## Generating Pythagorean Triples

Some small Pythagorean triples are

$3, 4, 5$

$5, 12, 13$

$7, 24, 25$.

In each case, the hypotenuse has length one greater one of the legs. Let’s try to find all such triples.

Let the longer of the legs be $x$. Then the hypotenuse is $x+1$. The shorter leg must be an integer, $n$.

$(x+1)^2 = x^2 + n^2$

$2x+1 = n^2$

$x = \frac{n^2-1}{2}$.

In order to get a Pythagorean triple, $x$ must also be an integer. That means $n^2 - 1$ must be even, so $n^2$ must be odd. That happens whenever $n$ itself is odd.

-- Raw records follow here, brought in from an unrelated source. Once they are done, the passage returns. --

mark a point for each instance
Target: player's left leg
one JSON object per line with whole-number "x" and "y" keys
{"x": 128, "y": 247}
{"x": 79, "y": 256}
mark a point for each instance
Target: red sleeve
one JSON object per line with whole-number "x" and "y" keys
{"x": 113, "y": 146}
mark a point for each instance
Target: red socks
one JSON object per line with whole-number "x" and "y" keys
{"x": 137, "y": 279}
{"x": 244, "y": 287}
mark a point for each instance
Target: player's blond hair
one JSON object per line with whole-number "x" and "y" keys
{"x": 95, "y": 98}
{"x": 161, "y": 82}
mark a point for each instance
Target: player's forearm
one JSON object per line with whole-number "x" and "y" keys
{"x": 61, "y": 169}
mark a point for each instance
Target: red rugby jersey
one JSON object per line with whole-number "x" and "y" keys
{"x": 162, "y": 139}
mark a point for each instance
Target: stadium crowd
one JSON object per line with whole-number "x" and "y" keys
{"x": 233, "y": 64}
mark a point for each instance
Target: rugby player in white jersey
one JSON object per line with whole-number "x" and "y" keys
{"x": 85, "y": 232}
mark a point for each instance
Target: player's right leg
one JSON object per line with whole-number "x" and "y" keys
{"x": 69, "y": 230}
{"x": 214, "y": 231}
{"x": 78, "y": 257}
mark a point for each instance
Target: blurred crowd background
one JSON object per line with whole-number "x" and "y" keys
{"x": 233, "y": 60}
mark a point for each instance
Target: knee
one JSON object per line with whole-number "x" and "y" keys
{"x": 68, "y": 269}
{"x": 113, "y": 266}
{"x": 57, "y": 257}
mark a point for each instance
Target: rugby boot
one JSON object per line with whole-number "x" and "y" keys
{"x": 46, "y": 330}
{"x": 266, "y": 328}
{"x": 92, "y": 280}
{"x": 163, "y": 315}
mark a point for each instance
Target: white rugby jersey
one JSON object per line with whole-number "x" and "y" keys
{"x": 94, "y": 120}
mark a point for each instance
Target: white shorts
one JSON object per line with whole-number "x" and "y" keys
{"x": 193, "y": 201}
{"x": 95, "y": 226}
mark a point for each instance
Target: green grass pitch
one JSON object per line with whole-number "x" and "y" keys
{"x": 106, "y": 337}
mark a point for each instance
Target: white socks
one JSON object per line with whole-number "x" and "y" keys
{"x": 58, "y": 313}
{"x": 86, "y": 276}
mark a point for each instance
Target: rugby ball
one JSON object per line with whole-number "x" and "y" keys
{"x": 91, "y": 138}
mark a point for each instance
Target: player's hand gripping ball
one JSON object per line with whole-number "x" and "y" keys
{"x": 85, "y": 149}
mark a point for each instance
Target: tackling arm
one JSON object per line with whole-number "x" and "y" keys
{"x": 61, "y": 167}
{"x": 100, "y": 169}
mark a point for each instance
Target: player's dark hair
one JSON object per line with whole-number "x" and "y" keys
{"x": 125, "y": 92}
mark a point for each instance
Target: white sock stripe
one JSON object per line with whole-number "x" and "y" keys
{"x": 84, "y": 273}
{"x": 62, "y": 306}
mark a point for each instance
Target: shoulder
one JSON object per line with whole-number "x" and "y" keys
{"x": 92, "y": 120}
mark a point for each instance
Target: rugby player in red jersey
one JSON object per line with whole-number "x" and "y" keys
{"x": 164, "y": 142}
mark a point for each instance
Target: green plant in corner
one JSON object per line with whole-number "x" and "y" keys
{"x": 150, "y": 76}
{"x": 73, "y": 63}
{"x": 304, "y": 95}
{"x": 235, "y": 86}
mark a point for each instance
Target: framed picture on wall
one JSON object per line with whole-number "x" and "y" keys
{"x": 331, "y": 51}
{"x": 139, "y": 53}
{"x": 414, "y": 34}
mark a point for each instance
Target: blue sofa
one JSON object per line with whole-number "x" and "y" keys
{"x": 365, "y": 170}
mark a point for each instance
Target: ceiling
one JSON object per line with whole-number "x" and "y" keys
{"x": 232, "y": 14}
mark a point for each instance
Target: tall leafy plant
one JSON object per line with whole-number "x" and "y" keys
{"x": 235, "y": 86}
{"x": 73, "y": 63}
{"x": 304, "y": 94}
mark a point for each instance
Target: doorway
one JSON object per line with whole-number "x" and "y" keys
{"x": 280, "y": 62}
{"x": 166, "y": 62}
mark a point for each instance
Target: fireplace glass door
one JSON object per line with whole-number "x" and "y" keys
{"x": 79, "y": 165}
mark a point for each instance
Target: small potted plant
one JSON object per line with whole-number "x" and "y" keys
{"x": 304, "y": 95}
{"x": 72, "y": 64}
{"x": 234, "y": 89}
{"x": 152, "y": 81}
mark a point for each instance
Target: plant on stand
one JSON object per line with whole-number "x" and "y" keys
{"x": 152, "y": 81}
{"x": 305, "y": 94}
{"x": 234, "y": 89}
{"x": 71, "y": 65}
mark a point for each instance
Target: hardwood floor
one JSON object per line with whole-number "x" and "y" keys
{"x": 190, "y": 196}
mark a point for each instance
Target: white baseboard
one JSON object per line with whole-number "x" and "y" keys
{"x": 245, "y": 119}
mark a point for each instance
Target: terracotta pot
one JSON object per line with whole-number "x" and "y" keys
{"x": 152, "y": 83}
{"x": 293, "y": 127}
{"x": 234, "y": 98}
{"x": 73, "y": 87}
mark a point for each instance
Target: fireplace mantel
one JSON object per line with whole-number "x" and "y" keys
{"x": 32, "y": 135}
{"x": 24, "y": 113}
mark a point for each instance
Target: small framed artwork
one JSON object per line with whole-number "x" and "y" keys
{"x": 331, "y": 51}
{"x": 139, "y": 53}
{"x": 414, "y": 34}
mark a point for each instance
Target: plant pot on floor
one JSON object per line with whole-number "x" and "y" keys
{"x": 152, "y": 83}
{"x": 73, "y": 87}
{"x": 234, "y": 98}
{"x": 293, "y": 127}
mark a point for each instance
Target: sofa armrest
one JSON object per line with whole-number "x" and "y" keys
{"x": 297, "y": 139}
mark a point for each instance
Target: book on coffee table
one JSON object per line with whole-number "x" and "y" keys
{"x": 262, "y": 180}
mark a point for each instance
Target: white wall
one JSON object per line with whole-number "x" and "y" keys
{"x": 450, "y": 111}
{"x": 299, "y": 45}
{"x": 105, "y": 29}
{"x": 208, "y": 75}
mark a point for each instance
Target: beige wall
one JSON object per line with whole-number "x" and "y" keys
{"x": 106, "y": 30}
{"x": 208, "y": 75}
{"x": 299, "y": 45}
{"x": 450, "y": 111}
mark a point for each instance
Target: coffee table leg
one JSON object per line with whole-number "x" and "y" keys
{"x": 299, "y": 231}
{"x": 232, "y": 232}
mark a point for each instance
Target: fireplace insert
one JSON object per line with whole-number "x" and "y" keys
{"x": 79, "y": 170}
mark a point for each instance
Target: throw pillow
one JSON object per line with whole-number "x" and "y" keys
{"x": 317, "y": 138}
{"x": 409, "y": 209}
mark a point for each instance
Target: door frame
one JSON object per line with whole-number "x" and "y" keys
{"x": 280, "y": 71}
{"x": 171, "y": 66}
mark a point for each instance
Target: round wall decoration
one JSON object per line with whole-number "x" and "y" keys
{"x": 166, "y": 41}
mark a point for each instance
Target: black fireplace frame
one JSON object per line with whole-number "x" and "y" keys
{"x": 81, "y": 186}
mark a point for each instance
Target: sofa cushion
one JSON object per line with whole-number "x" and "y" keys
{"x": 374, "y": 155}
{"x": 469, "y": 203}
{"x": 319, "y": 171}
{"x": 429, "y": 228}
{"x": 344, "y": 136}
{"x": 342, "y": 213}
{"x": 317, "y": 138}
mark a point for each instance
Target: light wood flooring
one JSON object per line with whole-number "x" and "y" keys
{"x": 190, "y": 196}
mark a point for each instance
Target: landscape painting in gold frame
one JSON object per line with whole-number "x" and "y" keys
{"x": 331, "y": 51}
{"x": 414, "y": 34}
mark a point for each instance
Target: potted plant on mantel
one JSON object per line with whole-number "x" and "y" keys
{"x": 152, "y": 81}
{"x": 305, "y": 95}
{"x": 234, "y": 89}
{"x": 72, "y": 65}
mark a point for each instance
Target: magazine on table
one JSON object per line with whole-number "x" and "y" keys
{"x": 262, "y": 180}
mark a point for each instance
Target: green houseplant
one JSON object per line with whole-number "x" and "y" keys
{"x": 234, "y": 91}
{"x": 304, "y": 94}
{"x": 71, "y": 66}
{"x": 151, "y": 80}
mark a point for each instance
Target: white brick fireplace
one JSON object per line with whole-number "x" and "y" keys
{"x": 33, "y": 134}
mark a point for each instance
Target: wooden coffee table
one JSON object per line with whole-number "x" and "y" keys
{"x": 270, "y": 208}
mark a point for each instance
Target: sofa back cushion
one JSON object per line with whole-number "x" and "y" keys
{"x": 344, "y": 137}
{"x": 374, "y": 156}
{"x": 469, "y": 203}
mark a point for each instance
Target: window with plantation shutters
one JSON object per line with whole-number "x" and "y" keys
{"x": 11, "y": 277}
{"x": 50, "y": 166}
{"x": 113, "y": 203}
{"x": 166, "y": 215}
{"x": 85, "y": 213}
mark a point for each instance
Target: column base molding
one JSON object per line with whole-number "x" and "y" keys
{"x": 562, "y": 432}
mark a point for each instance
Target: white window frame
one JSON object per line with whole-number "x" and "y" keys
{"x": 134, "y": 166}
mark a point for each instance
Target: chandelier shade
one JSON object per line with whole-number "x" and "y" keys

$\begin{array}{ccc} n & x = (n^2 - 1)/2 & x+1 \\ 1 & 0 & 1 \\ 3 & 4 & 5 \\ 5 & 12 & 13 \\ 7 & 24 & 25 \\ 9 & 40 & 41 \\ 11 & 60 & 61 \\ 13 & 84 & 85 \end{array}$

How about Pythagorean triples where one of the legs is two less than the hypotenuse?

$(x+2)^2 = x^2 + n^2$

$4(x+1) = n^2$

$x = \frac{n^2}{4} - 1$

So here we must have $n^2$ a multiple of $4$, which happens when $n$ is even.

$\begin{array}{ccc} n & x = n^2/4-1 & x+2 \\ 2 & 0 & 2 \\ 4 & 3 & 5 \\ 6 & 8 & 10 \\ 8 & 15 & 17 \\ 10 & 24 & 26 \\ 12 & 35 & 37 \\ 14 & 48 & 50 \\ 16 & 63 & 65 \end{array}$

How about triples where a leg is $\Delta$ less than the hypotenuse?

$(x+\Delta)^2 = x^2 + n^2$

$2\Delta x + \Delta^2 = n^2$

$x = \frac{n^2 - \Delta^2}{2\Delta}$

So the numerator, $n^2 - \Delta^2$ needs to be a multiple of $\Delta$. Since the second term already is one, so must be the first. That means

$n = c*\Delta$

for some integer $c$. Plugging that back into the equation for $x$ gives

$x = \frac{(c\Delta)^2 - \Delta^2}{2\Delta} = \frac{\Delta(c^2-1)}{2}$

So if $\Delta$ is even, there’s nothing to worry about. Otherwise, $c$ must be odd.

Want to find a Pythagorean triple that has a leg $103$ shorter than the hypotenuse? Then $\Delta = 103$ so we can choose any odd number for $c$. How about $33$?

$x = \frac{103(33^2-1)}{2} = 56032$.

$n = \Delta*c = 103*33 = 3399$

We have the Pythagorean triple $3399, 56032, 56135$.

### 6 Responses to “Generating Pythagorean Triples”

1. Keith Says:

You can also generate the primitive triples using generalized Pell sequences. This partially (non-uniquely) sorts them by leg difference.
See my paper in the Rational Argumentator, an online journal. Or google: Ordering the Primitive Pythagorean Triples . . . By Size and Leg Difference Using Generalized Pell Sequences.

Or go here to see the revised version of the paper:

http://rationalargumentator.com/issue232/PPTs_Pellian.html

http://rationalargumentator.com/issue232/Pellian.pdf

Who can either unearth or craft a proof that no pair of Pythagorean triples of the form {a, b, c} and {2a, d, c} exists?

Without loss of generality, I believe, we can safely assume that the triples are primitive and the doubled leg is the even one, ie a is even.

We could extend this to any or all n such that no pair of Pythagorean triples of the form {a, b, c} and {na, d, c} exists.

Full Disclosure: At the time I posted the above challenge a fairly esteemed blogger outlined a proof using the Fibonacci Box method that triples cannot be transformed to get the above result. I argued that I needed more than inability to transform; I needed proof of the impossibility of the existence of the triples above. We agreed to disagree.

But perhaps the blogger is right and there is a proof resting on the use of Fibonacci Boxes and/or Ternary Trees.